February and March bring the peak season of the squall line. They are perhaps the most formidable of all the mid-latitude weather systems. Most of us at one time or another have witnessed the alarming black mass spanning almost the entire western horizon, followed by the fury of raw wind, small hail, and torrential rains. Indeed these storms were recognized by early Scandinavian fishermen and traders for the sheer amount of rain they produced. In the 17th century the Norwegians gave us the wordskval, meaning “a sudden rush of water,” anglicized to squall by the sailors of Britain.

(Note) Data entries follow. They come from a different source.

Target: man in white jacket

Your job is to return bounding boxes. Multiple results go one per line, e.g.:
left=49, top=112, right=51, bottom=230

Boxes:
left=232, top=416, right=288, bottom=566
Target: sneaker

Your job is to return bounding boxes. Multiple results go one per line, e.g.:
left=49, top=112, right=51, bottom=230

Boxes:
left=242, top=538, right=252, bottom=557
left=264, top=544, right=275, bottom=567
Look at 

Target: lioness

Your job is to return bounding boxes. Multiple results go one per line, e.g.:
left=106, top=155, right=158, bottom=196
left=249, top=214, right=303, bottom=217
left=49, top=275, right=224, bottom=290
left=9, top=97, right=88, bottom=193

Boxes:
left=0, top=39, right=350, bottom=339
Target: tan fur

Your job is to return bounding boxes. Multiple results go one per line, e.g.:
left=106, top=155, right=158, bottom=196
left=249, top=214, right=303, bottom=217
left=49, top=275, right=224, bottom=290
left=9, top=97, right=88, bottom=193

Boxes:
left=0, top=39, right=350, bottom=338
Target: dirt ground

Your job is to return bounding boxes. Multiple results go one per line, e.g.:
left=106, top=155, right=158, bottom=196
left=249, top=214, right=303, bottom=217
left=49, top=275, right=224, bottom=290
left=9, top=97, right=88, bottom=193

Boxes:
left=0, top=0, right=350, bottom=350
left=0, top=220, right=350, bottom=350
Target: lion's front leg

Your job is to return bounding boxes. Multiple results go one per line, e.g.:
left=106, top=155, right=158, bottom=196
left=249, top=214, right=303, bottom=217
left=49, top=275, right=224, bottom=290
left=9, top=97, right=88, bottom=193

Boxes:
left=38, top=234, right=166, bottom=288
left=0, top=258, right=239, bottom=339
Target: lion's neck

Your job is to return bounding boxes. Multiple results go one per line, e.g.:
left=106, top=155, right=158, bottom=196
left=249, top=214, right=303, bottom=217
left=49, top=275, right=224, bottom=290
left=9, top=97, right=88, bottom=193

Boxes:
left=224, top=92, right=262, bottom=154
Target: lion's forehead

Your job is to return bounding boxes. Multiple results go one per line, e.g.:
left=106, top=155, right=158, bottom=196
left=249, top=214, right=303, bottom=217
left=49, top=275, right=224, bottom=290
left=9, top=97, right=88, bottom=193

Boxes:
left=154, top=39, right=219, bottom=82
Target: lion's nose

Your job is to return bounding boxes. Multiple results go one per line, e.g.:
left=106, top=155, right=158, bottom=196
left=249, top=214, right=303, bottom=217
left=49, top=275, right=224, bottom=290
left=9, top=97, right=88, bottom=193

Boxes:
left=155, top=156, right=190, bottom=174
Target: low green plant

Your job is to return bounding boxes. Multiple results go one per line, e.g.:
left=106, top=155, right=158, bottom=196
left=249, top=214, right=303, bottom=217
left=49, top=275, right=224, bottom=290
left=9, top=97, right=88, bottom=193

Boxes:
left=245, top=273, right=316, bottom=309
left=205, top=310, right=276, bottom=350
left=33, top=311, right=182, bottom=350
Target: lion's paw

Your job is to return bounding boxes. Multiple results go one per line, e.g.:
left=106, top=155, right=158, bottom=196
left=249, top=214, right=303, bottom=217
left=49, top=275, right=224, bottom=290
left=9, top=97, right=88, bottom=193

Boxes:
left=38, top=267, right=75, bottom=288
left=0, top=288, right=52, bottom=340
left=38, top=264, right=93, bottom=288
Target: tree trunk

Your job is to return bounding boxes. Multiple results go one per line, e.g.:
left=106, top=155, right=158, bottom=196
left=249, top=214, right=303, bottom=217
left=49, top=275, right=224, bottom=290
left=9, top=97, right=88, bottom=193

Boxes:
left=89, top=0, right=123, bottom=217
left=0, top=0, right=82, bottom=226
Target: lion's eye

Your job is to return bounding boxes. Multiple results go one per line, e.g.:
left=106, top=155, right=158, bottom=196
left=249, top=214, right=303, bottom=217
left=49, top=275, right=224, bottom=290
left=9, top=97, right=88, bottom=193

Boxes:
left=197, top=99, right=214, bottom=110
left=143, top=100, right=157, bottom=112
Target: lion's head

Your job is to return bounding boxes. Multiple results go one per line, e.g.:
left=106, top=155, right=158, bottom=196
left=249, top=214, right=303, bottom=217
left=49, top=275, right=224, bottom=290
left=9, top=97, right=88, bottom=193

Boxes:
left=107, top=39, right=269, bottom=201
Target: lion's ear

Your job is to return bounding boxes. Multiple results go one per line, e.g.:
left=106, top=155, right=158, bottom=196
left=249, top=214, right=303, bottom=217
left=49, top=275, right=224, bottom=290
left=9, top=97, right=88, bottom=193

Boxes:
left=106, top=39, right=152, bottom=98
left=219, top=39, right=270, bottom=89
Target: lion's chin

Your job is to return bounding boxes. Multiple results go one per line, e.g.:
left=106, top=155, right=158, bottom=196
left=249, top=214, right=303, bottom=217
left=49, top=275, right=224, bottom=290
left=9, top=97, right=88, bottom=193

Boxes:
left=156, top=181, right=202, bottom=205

Early in the 19th century, a barometer was on every ship and hung in many offices. Squall lines were always suspected whenever the barometer was falling rapidly and the air was sultry. Early meteorologists recognized that it was a clash of air masses that fueled the storm, but the storms were thought to result from chaotic motions indescribable by modern physics. However it was the French meteorologist E. Durand-Greville who pored through weather reports in 1892 and quantified the dimensions. Looking at an August 1890 system that steamrolled through France and Germany, he found the system spanned an impressive 500 miles, showing these were much more than just local storms.
Turning to Technology
Squall lines during the turn of the century were studied in terms of their barometric characteristics, but by the 1920s they were linked to the Norwegian cyclone model, which provided one of the first modern, consistent, and three-dimensional pictures of weather systems. Still, the understanding of what was in squall lines was elusive. In the 1930s and 1940s, many forecasters were convinced that tornadoes came entirely from squall lines, a myth that took a few decades to dispel but continued to appear in pilot training materials four decades later.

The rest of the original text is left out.